Pattern reusability and its limits. The four-point integration pattern proved directly reusable for PoRep and SnapDeals, but the proofshare task required adaptation due to its deeper call chain. The assistant's recognition of this difference—and its willingness to work through the cascade rather than forcing the flat pattern—demonstrates the importance of understanding architectural variation beneath surface-level similarity.

Conclusion

The integration of the cuzk remote GPU proving daemon into Curio's task orchestrator was a systematic effort spanning three task types, each with its own architectural nuances. The work followed a consistent pattern—add client field, zero local resources, query daemon for backpressure, delegate SNARK computation—but required adaptation for the proofshare task's deeper call chain. The assistant's incremental, error-driven methodology, combined with careful verification at each step, produced a robust integration that fundamentally rearchitects how Filecoin proof generation is distributed across a cluster.
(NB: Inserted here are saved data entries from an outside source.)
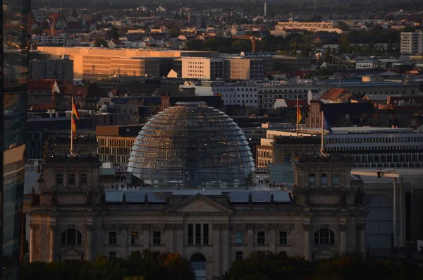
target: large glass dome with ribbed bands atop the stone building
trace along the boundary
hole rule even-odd
[[[205,102],[178,102],[153,116],[128,162],[128,173],[154,187],[245,187],[254,171],[243,132]]]

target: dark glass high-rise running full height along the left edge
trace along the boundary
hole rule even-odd
[[[25,170],[29,0],[0,0],[0,279],[18,279]]]

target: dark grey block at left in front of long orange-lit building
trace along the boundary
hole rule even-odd
[[[28,70],[30,80],[59,80],[73,83],[73,61],[70,59],[32,59]]]

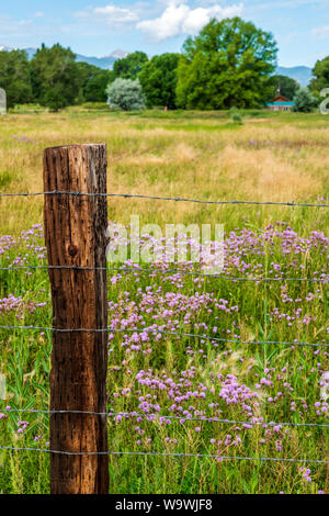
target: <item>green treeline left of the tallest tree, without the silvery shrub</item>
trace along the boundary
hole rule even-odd
[[[175,108],[179,54],[164,54],[149,60],[135,52],[104,70],[77,63],[70,48],[45,45],[31,60],[25,51],[0,52],[0,88],[7,92],[8,108],[37,103],[57,111],[83,102],[106,102],[106,87],[115,79],[143,81],[149,105]]]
For Filecoin storage providers, this integration means they can separate storage capacity from proving capacity. Cheap, high-density machines can handle sector storage and vanilla proof generation, while a dedicated pool of cuzk daemons—running on machines with ample GPU and memory—handles the expensive SNARK computation. This decoupling has the potential to reduce hardware costs, improve GPU utilization, and enable more flexible deployment topologies. The code changes in this chunk are the bridge that makes that vision a reality.